Some people love to sleep almost as much as they love their smartphone. Sadly, the two don’t really compliment each other.

That’s because using a smartphone so close to going to sleep potentially exposes your eyes to bright blue light that can impact sleep quality and could even cause permanent damage to your eyes.

Research from Deloitte found that almost four in five of us (79 per cent) look at our phone less than an hour before going to sleep, which isn’t good.

Younger generations are seemingly more addicted. In terms of 16 to 24-year olds, 44 per cent will check their phone within five minutes of preparing to sleep, while two-thirds of 16 to 19-year olds will wake in the middle of the night to check for messages.

Whatever that message says, it almost certainly won’t be worth disrupting your sleep for, because aside from the effect on sleep quality, it can also impair your memory the next day, making it harder to learn. Some evidence suggests that the blue light from your smartphone could harm your eyes’ retina over time and possibly lead to cataracts.

In the long term, this low grade sleep you’ve been getting can lead to a build up of neurotoxin, creating a vicious cycle that means it’ll be even harder to get a good night’s sleep.

How Spire Nottingham can help

Many of the negative effects associated with poor posture can take the bulk of a lifetime to surface and as such, addressing them won’t be an overnight thing.

Just as the body has slowly adapted to the stresses and strains put on the spine and other areas, reversing them can take months.


A Spire physiotherapist would begin to correct poor posture by assessing the patient’s spinal function, muscle length and tension and monitoring mobility.

After that, they’d move on to motor control and observe how you sit, stand, walk, step up, and then check your strength, keeping a sharp eye out for any imbalance.

Once this groundwork is in place, the Spire physiotherapist would consider options for relieving symptoms, such as massage, acupuncture, mobilisations, as well as prescribe a home exercise programme.

Fixing spinal problems isn’t as easy as attending a few short sessions, and you’ll have to put in the time at home and employ lifestyle habits by adjusting how you sit whilst driving, for example. Many of these measures are employed for muscle stress issues too.

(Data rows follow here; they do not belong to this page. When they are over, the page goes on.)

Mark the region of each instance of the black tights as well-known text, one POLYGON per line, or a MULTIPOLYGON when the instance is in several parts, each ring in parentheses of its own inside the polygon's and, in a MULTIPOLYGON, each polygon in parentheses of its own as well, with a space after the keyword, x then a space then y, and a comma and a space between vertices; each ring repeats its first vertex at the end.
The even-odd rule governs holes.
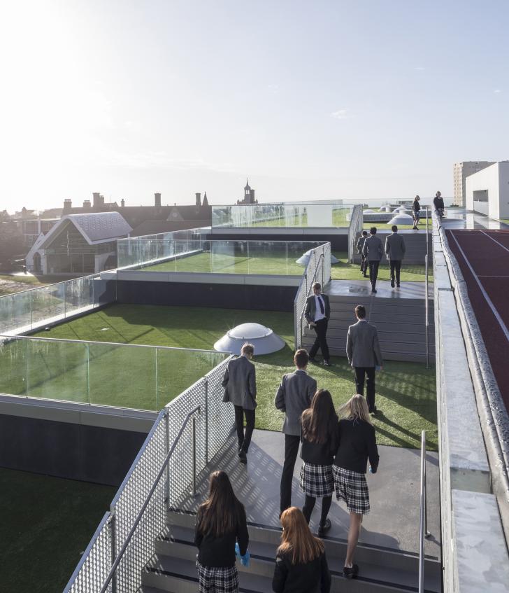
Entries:
MULTIPOLYGON (((302 512, 303 513, 308 523, 309 523, 309 519, 311 518, 313 510, 315 508, 315 503, 316 503, 315 498, 310 496, 308 494, 306 495, 306 501, 304 501, 304 506, 303 507, 302 512)), ((327 515, 329 515, 331 503, 331 496, 324 496, 323 498, 322 498, 322 515, 320 516, 320 525, 322 526, 325 524, 325 519, 327 518, 327 515)))

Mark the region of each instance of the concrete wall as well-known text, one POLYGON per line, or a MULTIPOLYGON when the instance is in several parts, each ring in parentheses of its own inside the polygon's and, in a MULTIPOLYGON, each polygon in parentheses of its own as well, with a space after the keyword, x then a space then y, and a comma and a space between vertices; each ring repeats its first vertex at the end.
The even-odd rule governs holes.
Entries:
POLYGON ((496 162, 466 180, 466 207, 492 218, 509 218, 509 162, 496 162), (487 193, 488 204, 480 201, 487 193))
POLYGON ((0 466, 120 486, 157 416, 0 395, 0 466))
POLYGON ((509 556, 459 312, 450 252, 433 219, 443 590, 509 592, 509 556))

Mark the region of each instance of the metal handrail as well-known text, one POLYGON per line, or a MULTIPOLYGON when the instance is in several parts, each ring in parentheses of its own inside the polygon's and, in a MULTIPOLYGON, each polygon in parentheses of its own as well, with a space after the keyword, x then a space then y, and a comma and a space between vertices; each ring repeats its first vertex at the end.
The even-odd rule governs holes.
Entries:
POLYGON ((419 524, 419 593, 424 593, 424 538, 427 538, 430 536, 428 531, 428 510, 426 502, 426 431, 421 433, 421 498, 419 524))
POLYGON ((429 281, 428 281, 428 254, 424 256, 424 315, 426 330, 426 368, 429 368, 429 281))
MULTIPOLYGON (((321 259, 324 259, 323 253, 320 254, 320 256, 318 257, 318 263, 315 264, 315 273, 313 274, 313 278, 311 279, 311 281, 309 283, 310 286, 313 286, 313 285, 315 284, 315 279, 316 278, 316 274, 317 274, 317 272, 318 272, 318 267, 320 266, 320 263, 321 259)), ((323 263, 322 264, 322 267, 323 268, 323 263)), ((323 286, 322 288, 323 288, 323 286)), ((308 292, 309 292, 309 289, 308 289, 308 292)), ((307 296, 306 296, 306 298, 307 298, 307 296)), ((300 330, 301 330, 301 344, 302 344, 302 318, 304 316, 304 311, 306 311, 306 305, 304 305, 304 306, 302 307, 302 311, 301 312, 301 316, 299 319, 299 324, 300 330)))
MULTIPOLYGON (((106 577, 106 580, 104 582, 104 584, 103 585, 102 588, 101 589, 100 593, 106 593, 106 590, 108 589, 108 587, 110 585, 110 583, 111 582, 112 579, 115 576, 115 573, 117 571, 117 568, 118 567, 118 565, 120 564, 120 561, 122 560, 122 556, 124 555, 126 550, 127 549, 127 546, 129 545, 129 542, 131 541, 131 540, 132 538, 132 536, 134 535, 134 532, 136 530, 136 527, 138 527, 138 525, 139 524, 140 522, 141 521, 141 518, 143 516, 143 513, 145 512, 145 510, 147 508, 147 507, 148 506, 149 502, 150 501, 150 498, 152 498, 152 495, 155 491, 155 489, 157 487, 157 484, 159 484, 159 480, 161 480, 161 477, 162 477, 162 475, 164 473, 164 471, 166 468, 166 466, 167 466, 169 461, 170 461, 170 457, 171 457, 171 455, 173 454, 173 451, 175 450, 175 448, 177 446, 177 444, 178 443, 178 441, 179 441, 180 437, 182 436, 182 433, 184 432, 184 429, 187 426, 187 423, 189 422, 189 420, 191 418, 191 417, 192 417, 192 419, 193 419, 193 495, 194 495, 196 494, 196 446, 195 446, 196 427, 195 427, 195 424, 194 424, 195 423, 194 414, 196 412, 201 412, 201 406, 199 406, 199 405, 196 406, 195 408, 189 412, 189 414, 186 416, 185 419, 184 420, 184 422, 182 423, 182 425, 180 427, 180 430, 178 431, 178 434, 175 438, 175 440, 173 441, 173 444, 171 445, 171 448, 168 452, 166 456, 164 458, 164 461, 163 461, 163 463, 162 464, 161 469, 159 470, 159 473, 157 473, 157 476, 156 477, 155 480, 154 480, 154 483, 152 484, 152 487, 150 488, 150 490, 149 491, 148 494, 147 495, 147 497, 145 499, 145 502, 143 503, 143 506, 140 509, 138 515, 136 515, 136 518, 134 519, 133 526, 131 528, 129 533, 127 534, 127 536, 125 538, 125 541, 124 542, 122 547, 120 548, 120 551, 118 552, 116 558, 115 559, 115 560, 113 561, 113 564, 111 566, 111 569, 110 570, 110 572, 108 573, 108 576, 106 577)), ((168 413, 168 412, 166 410, 166 414, 167 413, 168 413)))
POLYGON ((101 346, 128 346, 129 348, 151 348, 157 350, 186 350, 192 352, 209 352, 214 354, 231 354, 231 352, 220 350, 206 350, 203 348, 182 348, 181 346, 152 346, 149 344, 124 344, 122 342, 97 342, 92 340, 69 340, 63 337, 38 337, 35 335, 7 335, 0 334, 0 341, 6 340, 28 340, 39 342, 69 342, 71 344, 97 344, 101 346))

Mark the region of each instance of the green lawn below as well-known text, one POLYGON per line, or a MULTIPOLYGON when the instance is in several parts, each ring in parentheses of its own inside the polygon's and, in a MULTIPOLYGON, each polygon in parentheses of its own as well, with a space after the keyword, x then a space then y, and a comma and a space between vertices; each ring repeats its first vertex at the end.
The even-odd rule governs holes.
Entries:
MULTIPOLYGON (((233 248, 232 248, 233 249, 233 248)), ((271 274, 278 275, 302 276, 304 267, 295 263, 302 255, 301 252, 289 254, 273 254, 271 252, 254 252, 249 255, 247 251, 239 254, 238 251, 210 254, 202 252, 196 255, 180 258, 170 261, 143 267, 147 272, 214 272, 222 274, 271 274)), ((334 255, 339 263, 331 266, 331 277, 333 280, 358 280, 361 276, 357 264, 348 263, 348 255, 345 251, 335 251, 334 255)), ((389 280, 389 264, 385 262, 380 265, 378 272, 380 280, 389 280)), ((431 274, 430 281, 433 281, 431 274)), ((424 265, 403 265, 401 267, 401 281, 424 282, 424 265)))
MULTIPOLYGON (((294 370, 294 323, 291 313, 113 305, 38 335, 210 349, 229 329, 247 321, 271 328, 287 343, 279 352, 254 357, 259 403, 257 428, 280 430, 283 417, 275 410, 273 398, 281 376, 294 370)), ((330 368, 311 365, 309 372, 316 378, 320 387, 329 389, 335 404, 338 405, 354 392, 353 372, 348 368, 345 358, 333 357, 332 363, 330 368)), ((142 365, 131 368, 129 363, 120 363, 119 360, 118 367, 122 369, 124 384, 128 384, 130 381, 138 382, 137 384, 143 382, 142 365)), ((105 369, 105 372, 108 370, 111 369, 105 369)), ((141 389, 141 398, 143 393, 141 389)), ((162 405, 164 402, 160 403, 162 405)), ((420 445, 421 431, 425 429, 429 446, 436 448, 434 370, 426 370, 424 364, 417 363, 387 362, 384 371, 377 377, 377 406, 382 412, 373 420, 379 443, 417 448, 420 445)))
POLYGON ((0 468, 0 591, 61 592, 115 491, 0 468))

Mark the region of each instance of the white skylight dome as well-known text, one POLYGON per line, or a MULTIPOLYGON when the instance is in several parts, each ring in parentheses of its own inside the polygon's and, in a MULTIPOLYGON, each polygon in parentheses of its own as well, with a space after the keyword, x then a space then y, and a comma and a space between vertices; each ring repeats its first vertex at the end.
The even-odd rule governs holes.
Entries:
POLYGON ((413 225, 413 218, 410 214, 404 214, 399 212, 394 218, 387 223, 388 225, 413 225))
POLYGON ((254 356, 277 352, 286 345, 285 340, 270 328, 260 323, 241 323, 227 332, 214 344, 214 349, 240 354, 241 349, 249 342, 254 347, 254 356))
MULTIPOLYGON (((312 251, 313 249, 310 249, 309 251, 306 251, 303 256, 301 256, 298 260, 295 260, 295 263, 298 263, 299 265, 308 265, 309 258, 311 257, 312 251)), ((331 253, 331 263, 338 263, 338 261, 339 260, 331 253)))

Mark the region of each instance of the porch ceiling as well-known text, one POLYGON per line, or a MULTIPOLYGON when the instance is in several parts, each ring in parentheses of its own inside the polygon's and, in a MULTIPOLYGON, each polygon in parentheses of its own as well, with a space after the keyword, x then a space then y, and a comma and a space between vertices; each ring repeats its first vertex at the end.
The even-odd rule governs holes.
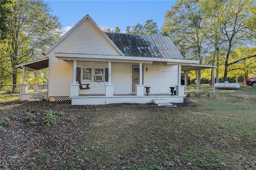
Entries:
POLYGON ((206 69, 215 68, 217 66, 213 65, 181 65, 181 71, 191 71, 196 70, 202 70, 206 69))
POLYGON ((17 68, 25 68, 27 70, 34 71, 45 69, 49 66, 49 60, 45 57, 31 62, 16 65, 17 68))

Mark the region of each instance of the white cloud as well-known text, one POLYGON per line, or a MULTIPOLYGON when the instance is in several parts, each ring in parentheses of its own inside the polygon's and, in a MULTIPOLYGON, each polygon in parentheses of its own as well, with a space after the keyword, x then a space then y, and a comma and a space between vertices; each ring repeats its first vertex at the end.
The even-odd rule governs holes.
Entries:
POLYGON ((72 27, 73 27, 73 26, 68 26, 67 27, 64 27, 64 28, 62 29, 63 34, 65 34, 66 32, 68 32, 68 30, 69 30, 72 27))

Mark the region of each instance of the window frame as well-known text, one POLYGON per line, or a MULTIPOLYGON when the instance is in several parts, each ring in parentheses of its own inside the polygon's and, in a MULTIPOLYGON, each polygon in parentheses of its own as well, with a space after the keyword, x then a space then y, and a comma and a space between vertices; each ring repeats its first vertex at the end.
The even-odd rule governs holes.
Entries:
POLYGON ((94 81, 95 82, 105 82, 105 69, 104 68, 94 68, 94 81), (96 74, 96 69, 101 69, 102 70, 102 74, 96 74), (96 81, 95 80, 95 75, 103 75, 103 81, 96 81))
POLYGON ((93 74, 92 74, 92 68, 90 68, 90 67, 83 67, 83 69, 82 69, 82 71, 81 71, 81 74, 82 74, 82 80, 83 81, 92 81, 92 76, 93 76, 93 74), (91 69, 91 74, 84 74, 85 75, 91 75, 91 80, 86 80, 86 79, 84 79, 84 69, 91 69))

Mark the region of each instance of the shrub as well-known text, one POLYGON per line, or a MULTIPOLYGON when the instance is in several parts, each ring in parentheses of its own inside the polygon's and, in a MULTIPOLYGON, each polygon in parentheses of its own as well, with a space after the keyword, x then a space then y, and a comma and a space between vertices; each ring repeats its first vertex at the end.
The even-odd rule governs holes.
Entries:
POLYGON ((4 124, 4 123, 5 123, 5 122, 10 121, 10 118, 6 116, 0 117, 0 124, 2 124, 2 123, 4 124))
POLYGON ((34 114, 30 112, 27 112, 26 113, 25 120, 28 121, 31 121, 32 120, 34 120, 36 118, 36 115, 35 114, 34 114))
POLYGON ((69 117, 68 118, 68 119, 69 120, 69 121, 70 121, 71 122, 74 122, 76 120, 76 117, 75 117, 75 116, 69 116, 69 117))
POLYGON ((64 114, 64 113, 62 111, 53 111, 52 109, 46 111, 45 113, 49 113, 53 115, 57 116, 62 116, 64 114))
POLYGON ((46 112, 43 117, 43 124, 50 126, 55 125, 56 123, 56 116, 52 114, 52 112, 46 112))

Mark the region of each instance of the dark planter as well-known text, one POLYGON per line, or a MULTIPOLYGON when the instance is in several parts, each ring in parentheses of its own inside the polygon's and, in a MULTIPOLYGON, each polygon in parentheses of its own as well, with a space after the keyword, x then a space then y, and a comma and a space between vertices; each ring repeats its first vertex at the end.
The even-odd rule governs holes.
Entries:
POLYGON ((146 88, 146 92, 147 93, 147 95, 146 96, 148 96, 148 94, 149 93, 149 89, 150 88, 150 87, 145 87, 146 88))
POLYGON ((171 96, 174 96, 174 89, 175 87, 170 87, 170 88, 171 89, 171 92, 172 93, 171 96))

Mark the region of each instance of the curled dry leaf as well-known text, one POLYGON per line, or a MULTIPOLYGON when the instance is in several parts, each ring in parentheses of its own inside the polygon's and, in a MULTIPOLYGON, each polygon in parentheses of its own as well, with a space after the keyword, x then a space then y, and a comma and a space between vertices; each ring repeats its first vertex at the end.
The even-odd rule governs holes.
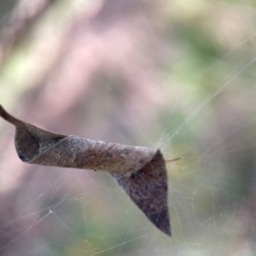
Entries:
POLYGON ((51 133, 15 119, 2 106, 0 116, 15 125, 22 161, 108 172, 147 218, 171 236, 167 175, 160 150, 51 133))

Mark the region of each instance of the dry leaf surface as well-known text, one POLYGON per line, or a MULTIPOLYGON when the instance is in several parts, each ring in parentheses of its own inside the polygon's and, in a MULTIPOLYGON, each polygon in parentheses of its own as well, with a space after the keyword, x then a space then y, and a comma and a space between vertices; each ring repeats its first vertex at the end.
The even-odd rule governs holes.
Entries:
POLYGON ((22 161, 108 172, 147 218, 171 236, 166 162, 160 150, 51 133, 15 119, 2 106, 0 116, 15 125, 22 161))

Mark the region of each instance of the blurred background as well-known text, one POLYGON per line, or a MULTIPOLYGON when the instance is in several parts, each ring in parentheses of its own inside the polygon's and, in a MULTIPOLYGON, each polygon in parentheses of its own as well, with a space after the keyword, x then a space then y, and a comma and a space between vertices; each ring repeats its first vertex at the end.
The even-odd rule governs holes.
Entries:
POLYGON ((0 120, 0 254, 255 255, 253 1, 2 0, 0 104, 159 148, 172 237, 103 172, 22 163, 0 120))

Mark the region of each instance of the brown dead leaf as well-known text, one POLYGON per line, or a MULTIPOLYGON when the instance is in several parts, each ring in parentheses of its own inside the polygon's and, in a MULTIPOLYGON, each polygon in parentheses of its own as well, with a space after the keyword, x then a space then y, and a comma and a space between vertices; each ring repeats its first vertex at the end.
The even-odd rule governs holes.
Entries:
POLYGON ((22 161, 108 172, 147 218, 171 236, 167 174, 160 150, 51 133, 15 119, 2 106, 0 116, 15 125, 22 161))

When addressing any breathing issues caused by poor posture, a Spire professional would assess how you breathe, counting breaths per minute in various positions: sitting, standing and lying.

As with the spine, adopting the correct posture is key and over time, the lungs would naturally grow into the extra space and breathing would become more spaced out and even.

It’s a long game too, you probably shouldn’t expect any change for six to eight weeks. However, the team at Spire would be able to make the body consciously competent, typically within six months.

Bad posture doesn't have to cause you pain, thanks to our physio experts.


This one comes down to routine and how you wind down before heading off to bed.

Consider how you would put a toddler to sleep. The key to getting a two-year old off to sleep is try to maintain a regular schedule. Around 6pm, you’d give them a bath. Less than an hour later, you’d snuggle down to read a book. Then by about 7.30pm, you’re tucking them into bed.

You need to adopt a similar approach for yourself, albeit without your phone. If you plan to be asleep by 11pm, professionals advise that you put the phone down for the night by about 7pm. Do everything you need to do before that time and you’ll minimise how much disruption is caused by blue light.


Changes to your everyday lifestyle can mean that many of these problems won’t even develop, and ‘change’ is the key here. If you’re doing one task like being sat at a desk from nine to five, shake things up. Use an eye level monitor if possible and if there’s the option to work standing up, even better.

Rather than sit at your desk during your lunch break, take a brisk walk around the block for 20 minutes. When nature calls, consider using the toilet furthest away from your desk. Being active will go along way to ensuring back problems don’t bother you further down the line.